Rearrange (IV) to calculate $I\text{'}$.

  $I\text{'}=\frac{-{\epsilon }_{ext}\pm \sqrt{{\epsilon }_{ext}^2-4\left(-R\right)\left(-P\right)}}{2\left(-R\right)}$                                                                   (V)

Conclusion:

Substitute $12\text{V}$ for ${\epsilon }_{ext}$, $2.0\Omega$ for $R$ and $6.0\text{W}$ for $P$ in equation (V) to find $I\text{'}$.

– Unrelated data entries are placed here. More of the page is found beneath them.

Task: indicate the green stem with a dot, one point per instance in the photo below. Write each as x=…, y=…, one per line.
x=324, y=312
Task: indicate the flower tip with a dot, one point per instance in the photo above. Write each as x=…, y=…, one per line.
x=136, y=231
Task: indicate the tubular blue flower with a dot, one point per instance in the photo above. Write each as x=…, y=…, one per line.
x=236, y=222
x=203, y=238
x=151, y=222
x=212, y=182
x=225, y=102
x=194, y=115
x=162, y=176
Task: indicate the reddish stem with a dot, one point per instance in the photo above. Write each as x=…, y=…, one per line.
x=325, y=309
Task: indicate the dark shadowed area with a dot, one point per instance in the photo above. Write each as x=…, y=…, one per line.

  $\begin{array}{c}I\text{'}=\frac{-12\text{V}\pm \sqrt{{\left(12\text{V}\right)}^2-4\left(-2.0\Omega \right)\left(-6.0\text{W}\right)}}{2\left(-2.0\Omega \right)}\\ =\frac{-12\text{V}\pm \sqrt{{\left(12\text{V}\right)}^2-48{\text{V}}^2}}{\left(-4.0\Omega \right)}\\ =0.551\text{A}\end{array}$

Thus, the current draws at normal operating speed is $0.551\text{A}$.

(c)

To determine

The back emf induced in the winding at normal speed.

Answer to Problem 26P

The back emf induced in the winding at normal speed is $10.9\text{V}$.

Explanation of Solution

Write an expression for back emf induced in the winding at normal speed.

  ${{\epsilon }^{\prime }}_{back}={\epsilon }_{ext}-I^{\prime }R$                                                                                          (VI)

Here, ${{\epsilon }^{\prime }}_{ext}$ is the back emf induced in the winding at normal speed.

Conclusion:

Substitute $12\text{V}$ for ${\epsilon }_{ext}$, $0.551\text{A}$ for $I^{\prime }$ and $2.0\Omega$ for $R$ in equation (VI) to find ${{\epsilon }^{\prime }}_{ext}$.

  $\begin{array}{c}{{\epsilon }^{\prime }}_{back}=12\text{V}-\left(0.551\text{A}\right)\left(2.0\Omega \right)\\ =12\text{V}-1.1\text{V}\\ =10.9\text{V}\end{array}$

Thus, the back emf induced in the winding at normal speed $10.9\text{V}$.